7-10 hours seems pretty significant to me already, and by far outpaces all but the most recently available non Apple products. As for thickness, 2-4mm doesn't bother me. Weight, however, does (yes, more thickness generally equates to more weight, pretend it's hypothetically "free") I don't even like carting around the power brick if I don't need to.
I actually had someone tell me, here on Slashdot, today, that Apple (and only Apple) cares about the consumer. My 3 line response to that took longer to type than the rant you see above, because I couldn't stop laughing for long enough to type it.
I don't know.... they might care more than others, but I'd say the primary care they have of late is revenue, image, growth, ensuring products stay ahead of others in usability (one place they care about consumers because this leads to more revenue) app store growth, music store growth (again - both consumer oriented because consumers make this growth happen)
But yes, I'd say a lot of their recent decisions killing products like Aperture, Final Cut Express/Pro, etc without adequate better replacements ready to go, along with the mini/pro changes and the disabling of hardware fixes/upgrades are all anti-consumer. We'll see what their redesigned mac pro brings, that will either herald a new approach or nail the coffin shut.
The 2013 IIRC didn't use NVMe drives. My 2014 is twice as fast as the old 2013 I had.
It's funny this came up today, actually. Having bought it in January 2014, I assumed it was a mid-2013 model, but "About This Mac" lists it as a mid-2014. I just happened to need to look that up to drop the info at the bottom of this post just a few minutes ago. F me for never having actually looked at that dialog in the over 3 years I've owned this laptop;)
I find that quite amusing. Reading that comment, you do realize the NVMe drives are "standard", they're just soldered in, IIRC. Which is stupid, IMHO, as there's little to no reason for that. The connectors are pretty solid for those, and shouldn't be a source of significant (or even insignificant) problems with laptops. The soldered memory I get when it's 16GB. There's also the "consumer's too stupid to buy the right RAM" issue.

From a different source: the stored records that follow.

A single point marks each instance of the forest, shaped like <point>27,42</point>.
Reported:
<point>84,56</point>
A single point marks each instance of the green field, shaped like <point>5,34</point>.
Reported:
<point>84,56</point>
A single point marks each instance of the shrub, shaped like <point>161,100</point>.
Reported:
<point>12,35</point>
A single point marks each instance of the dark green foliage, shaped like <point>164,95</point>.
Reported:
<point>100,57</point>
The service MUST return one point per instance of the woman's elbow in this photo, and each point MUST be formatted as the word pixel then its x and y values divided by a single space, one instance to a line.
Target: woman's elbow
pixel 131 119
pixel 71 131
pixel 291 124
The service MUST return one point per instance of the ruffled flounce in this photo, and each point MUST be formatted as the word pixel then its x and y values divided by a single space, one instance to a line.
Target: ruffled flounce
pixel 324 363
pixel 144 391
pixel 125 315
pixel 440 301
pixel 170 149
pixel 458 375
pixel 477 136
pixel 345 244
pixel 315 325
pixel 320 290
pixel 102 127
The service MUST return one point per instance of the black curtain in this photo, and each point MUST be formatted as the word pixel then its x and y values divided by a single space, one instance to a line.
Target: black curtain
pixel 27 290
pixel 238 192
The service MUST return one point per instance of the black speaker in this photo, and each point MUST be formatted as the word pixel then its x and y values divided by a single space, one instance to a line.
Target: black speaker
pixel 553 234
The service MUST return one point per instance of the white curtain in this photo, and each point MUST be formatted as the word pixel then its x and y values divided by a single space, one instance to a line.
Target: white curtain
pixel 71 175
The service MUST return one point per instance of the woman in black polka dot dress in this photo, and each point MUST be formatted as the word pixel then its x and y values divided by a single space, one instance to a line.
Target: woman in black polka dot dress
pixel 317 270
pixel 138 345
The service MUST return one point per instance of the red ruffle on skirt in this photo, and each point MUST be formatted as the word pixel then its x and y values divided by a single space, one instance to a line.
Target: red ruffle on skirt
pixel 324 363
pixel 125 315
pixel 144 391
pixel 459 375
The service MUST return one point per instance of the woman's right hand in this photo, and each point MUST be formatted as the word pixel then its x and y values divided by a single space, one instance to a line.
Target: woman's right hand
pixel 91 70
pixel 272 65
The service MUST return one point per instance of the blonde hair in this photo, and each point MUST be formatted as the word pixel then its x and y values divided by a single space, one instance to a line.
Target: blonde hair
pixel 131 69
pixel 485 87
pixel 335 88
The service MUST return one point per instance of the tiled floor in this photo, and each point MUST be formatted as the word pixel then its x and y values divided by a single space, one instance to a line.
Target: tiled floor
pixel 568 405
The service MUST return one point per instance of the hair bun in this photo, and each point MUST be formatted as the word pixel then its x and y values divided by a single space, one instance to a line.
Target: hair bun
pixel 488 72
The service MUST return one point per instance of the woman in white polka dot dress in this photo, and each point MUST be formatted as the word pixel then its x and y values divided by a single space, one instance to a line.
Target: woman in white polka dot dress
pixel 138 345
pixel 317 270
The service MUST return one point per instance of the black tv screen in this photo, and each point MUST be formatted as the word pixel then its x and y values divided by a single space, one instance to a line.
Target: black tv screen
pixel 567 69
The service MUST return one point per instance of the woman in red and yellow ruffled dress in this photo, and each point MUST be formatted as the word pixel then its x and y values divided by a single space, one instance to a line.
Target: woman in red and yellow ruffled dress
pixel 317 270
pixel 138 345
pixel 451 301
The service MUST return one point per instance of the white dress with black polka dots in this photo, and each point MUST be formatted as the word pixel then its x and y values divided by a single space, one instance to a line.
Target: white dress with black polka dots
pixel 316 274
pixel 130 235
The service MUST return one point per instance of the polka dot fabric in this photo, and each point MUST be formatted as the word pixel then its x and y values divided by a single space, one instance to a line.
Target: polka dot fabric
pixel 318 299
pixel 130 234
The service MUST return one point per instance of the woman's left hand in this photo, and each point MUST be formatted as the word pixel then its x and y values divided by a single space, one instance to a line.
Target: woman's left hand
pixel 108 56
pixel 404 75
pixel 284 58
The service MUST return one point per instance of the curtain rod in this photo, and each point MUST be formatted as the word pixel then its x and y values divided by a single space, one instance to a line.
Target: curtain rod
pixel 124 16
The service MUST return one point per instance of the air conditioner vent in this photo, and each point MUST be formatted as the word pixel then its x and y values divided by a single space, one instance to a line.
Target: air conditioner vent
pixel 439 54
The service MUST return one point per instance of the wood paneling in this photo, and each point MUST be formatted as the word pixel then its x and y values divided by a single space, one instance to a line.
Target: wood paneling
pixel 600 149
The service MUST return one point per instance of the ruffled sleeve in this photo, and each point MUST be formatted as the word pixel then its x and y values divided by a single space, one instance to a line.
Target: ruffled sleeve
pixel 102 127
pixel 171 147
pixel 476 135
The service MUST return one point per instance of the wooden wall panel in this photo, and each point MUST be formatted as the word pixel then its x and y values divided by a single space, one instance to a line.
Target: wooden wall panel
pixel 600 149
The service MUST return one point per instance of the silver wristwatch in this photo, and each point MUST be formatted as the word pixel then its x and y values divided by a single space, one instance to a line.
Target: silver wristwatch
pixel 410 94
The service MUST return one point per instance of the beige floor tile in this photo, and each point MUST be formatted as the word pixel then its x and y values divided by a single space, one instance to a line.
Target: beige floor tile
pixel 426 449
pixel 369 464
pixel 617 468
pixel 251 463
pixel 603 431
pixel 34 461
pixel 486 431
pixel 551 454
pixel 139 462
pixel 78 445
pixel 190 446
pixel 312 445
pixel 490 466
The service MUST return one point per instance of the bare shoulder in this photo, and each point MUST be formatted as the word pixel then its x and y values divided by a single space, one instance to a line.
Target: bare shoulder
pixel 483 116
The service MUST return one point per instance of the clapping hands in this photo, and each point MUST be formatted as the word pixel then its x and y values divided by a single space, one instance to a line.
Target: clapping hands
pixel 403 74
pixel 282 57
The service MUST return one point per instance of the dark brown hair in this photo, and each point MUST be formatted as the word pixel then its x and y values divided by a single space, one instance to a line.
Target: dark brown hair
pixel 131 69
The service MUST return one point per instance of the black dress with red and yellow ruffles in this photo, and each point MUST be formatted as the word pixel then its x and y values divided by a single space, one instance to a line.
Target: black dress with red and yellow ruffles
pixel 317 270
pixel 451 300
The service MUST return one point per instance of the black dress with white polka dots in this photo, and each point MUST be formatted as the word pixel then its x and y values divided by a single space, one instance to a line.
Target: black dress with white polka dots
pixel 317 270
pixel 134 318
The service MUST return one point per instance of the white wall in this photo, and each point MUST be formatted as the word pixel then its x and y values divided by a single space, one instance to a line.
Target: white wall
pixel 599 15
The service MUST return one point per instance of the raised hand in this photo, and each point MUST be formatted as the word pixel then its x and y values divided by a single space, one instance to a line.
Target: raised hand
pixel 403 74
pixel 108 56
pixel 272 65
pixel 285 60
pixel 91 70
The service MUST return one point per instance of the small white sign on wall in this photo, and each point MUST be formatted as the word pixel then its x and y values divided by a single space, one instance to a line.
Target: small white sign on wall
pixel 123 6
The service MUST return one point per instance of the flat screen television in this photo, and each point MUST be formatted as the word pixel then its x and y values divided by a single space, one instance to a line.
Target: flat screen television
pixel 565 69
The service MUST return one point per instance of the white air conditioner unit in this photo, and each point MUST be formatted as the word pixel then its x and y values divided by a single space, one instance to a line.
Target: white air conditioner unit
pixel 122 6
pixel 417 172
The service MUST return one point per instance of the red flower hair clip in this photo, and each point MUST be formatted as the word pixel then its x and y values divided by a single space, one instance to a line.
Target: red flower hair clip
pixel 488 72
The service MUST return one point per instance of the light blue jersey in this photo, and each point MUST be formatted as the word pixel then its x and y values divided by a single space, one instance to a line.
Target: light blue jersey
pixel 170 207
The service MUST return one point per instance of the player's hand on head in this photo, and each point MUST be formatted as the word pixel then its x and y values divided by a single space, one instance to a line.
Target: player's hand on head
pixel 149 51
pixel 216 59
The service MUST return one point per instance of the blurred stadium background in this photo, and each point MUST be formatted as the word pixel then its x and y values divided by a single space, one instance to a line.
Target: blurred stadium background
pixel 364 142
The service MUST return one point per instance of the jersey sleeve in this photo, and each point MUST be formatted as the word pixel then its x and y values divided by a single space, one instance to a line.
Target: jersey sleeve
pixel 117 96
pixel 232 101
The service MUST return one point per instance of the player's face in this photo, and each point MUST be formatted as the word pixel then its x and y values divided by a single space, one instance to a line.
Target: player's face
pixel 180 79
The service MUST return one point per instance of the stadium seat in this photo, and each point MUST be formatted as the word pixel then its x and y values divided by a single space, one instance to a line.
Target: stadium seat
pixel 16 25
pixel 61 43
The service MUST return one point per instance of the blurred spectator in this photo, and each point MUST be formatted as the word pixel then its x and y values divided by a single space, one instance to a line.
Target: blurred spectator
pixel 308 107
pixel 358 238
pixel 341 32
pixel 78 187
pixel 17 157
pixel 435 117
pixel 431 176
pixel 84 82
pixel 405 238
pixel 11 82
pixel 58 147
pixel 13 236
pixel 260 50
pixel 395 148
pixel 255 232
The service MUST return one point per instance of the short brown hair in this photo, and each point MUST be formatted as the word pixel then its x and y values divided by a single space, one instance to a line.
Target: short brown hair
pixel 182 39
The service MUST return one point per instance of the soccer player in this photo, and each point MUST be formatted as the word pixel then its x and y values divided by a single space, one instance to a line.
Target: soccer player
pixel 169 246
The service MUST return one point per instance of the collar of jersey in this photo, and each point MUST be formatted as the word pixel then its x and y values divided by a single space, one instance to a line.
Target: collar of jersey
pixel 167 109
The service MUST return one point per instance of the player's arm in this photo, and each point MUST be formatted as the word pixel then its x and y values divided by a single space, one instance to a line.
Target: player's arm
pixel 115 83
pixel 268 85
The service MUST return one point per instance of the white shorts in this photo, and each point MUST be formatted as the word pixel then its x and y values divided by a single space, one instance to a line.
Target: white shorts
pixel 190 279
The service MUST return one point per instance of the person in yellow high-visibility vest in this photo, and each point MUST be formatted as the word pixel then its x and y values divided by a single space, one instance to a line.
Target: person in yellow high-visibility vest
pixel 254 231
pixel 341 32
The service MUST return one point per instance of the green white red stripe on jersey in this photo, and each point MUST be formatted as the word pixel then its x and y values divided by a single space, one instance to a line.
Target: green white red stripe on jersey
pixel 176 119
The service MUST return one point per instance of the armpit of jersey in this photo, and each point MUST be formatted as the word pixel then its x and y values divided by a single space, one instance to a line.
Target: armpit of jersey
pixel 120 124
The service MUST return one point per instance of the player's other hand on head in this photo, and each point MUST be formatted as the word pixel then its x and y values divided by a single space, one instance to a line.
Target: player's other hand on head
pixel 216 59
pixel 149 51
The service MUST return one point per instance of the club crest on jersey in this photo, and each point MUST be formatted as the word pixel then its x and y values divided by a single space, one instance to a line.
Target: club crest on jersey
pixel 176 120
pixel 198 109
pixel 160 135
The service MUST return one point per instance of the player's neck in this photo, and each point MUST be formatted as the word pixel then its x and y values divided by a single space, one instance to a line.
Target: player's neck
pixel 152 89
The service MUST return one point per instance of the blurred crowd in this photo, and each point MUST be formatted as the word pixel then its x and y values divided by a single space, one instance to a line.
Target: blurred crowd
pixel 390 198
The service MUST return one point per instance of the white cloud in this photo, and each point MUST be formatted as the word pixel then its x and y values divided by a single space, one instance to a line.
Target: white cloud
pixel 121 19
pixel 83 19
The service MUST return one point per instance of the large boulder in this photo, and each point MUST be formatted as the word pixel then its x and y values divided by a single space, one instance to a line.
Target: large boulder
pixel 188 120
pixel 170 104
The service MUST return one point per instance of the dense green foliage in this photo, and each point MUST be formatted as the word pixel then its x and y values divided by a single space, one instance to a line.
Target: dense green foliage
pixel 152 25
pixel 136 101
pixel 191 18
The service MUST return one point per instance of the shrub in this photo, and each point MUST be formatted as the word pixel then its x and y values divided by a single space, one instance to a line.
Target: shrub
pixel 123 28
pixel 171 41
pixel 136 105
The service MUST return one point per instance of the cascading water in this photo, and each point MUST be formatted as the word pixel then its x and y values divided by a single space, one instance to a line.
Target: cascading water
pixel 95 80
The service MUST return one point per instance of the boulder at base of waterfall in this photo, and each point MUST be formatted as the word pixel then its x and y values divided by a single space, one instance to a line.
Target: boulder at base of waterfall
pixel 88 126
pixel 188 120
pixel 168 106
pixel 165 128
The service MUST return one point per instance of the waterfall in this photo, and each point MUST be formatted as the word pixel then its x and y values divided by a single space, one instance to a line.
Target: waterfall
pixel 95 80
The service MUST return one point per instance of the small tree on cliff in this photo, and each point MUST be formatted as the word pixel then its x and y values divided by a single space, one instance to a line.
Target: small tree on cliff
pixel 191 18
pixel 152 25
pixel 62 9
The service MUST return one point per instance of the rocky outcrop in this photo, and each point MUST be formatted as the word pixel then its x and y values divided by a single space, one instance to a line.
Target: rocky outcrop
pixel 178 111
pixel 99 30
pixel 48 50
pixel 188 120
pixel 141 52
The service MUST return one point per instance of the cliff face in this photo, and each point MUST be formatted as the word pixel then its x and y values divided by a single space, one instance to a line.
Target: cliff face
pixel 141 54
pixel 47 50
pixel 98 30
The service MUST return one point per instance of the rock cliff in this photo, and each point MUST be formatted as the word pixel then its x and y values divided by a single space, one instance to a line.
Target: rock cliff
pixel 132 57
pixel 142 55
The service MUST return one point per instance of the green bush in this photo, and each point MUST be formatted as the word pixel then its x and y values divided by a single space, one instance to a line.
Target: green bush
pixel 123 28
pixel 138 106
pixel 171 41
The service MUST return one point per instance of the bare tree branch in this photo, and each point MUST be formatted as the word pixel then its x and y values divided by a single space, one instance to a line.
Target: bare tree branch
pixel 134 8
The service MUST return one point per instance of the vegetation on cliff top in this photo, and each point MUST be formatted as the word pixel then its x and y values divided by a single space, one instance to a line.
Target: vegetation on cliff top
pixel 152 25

Moving on, yes, they totally screwed up both the mac pro and mac mini in 2013. They've finally admitted it in 2016, at least on the mac pro. I'm hopeful they'll also correct their mac mini mistake this year. Coming out with a nice tower and a mini block that can be put into a grid was where I thought they should have gone in 2013. Instead we got design over technology. It's a computer, make it do neat computer things. Imagine if I could automagically hook up a MBP to a network with a couple of pros/minis on it, and when I want to edit/render video, it automatically allowed me to utilize the other machines on the network, provided I had access to them, of course. That 2 hour rendering job on a single machine could be cut down to tens of minutes, at least in my house.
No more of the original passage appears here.